A huge dataset that is widely used by the meteorological research community to study extreme rainfall, ice loss and extended droughts in North America, is now freely available on the commercial cloud, according to the National Center for Atmospheric Research (NCAR).
NCAR has made a significant portion of climate model simulations available to the scientific community via Amazon Web Services (AWS).

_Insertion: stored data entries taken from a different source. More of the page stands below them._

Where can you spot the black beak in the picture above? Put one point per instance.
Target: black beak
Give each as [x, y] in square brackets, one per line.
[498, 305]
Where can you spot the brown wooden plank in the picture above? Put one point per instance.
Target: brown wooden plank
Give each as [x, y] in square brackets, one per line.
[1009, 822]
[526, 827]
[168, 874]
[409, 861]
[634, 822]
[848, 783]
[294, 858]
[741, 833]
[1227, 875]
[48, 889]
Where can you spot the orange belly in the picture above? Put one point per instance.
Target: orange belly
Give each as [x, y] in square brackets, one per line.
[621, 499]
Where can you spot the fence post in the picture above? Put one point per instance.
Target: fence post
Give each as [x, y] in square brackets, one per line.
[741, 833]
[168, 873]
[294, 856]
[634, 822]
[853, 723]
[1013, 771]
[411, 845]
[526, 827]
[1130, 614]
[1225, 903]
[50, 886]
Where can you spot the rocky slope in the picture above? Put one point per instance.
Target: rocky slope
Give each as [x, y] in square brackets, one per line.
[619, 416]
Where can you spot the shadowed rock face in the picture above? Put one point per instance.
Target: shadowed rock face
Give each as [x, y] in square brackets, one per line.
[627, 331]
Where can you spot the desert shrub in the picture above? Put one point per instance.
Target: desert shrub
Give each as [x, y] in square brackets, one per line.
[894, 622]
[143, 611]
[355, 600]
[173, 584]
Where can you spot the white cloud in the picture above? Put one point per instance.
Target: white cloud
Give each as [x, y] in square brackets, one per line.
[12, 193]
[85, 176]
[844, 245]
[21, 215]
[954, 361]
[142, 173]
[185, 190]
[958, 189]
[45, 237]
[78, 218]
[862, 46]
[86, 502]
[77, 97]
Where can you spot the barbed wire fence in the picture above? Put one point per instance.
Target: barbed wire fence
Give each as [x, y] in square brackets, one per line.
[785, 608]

The data comes from the NCAR Community Earth System Model (CESM) Large Ensemble Numerical Simulation (LENS), which is intended to advance understanding of climate change and variability.
“The scientific community has widely used the CESM LENS data already, but making them accessible from the cloud enables new users to explore research possibilities and computing frontiers,” said Jennifer Kay, a professor at the University of Colorado Boulder and co-leader of the CESM LENS project with NCAR scientist Clara Deser.
CESM LENS is a 40-member ensemble of climate simulations from the years 1920 to 2100. The total data volume is large, more than 500 terabytes, which has been and continues to be accessible to download through the NCAR Climate Data Gateway, or for analysis by users who have accounts on the NCAR-Wyoming Supercomputing facilities.
Of the overall ensemble, NCAR has made approximately 70 terabytes of compressed data freely available on AWS, including the most widely used variables like temperature, precipitation, land surface, and ocean surface.
“This dataset is too large to easily copy. This effort enables both the academic community and private industry who lack access to the NCAR supercomputer to perform data analysis directly in the cloud,” added Jeff de La Beaujardière a division director at NCAR and project manager of this new data accessibility initiative.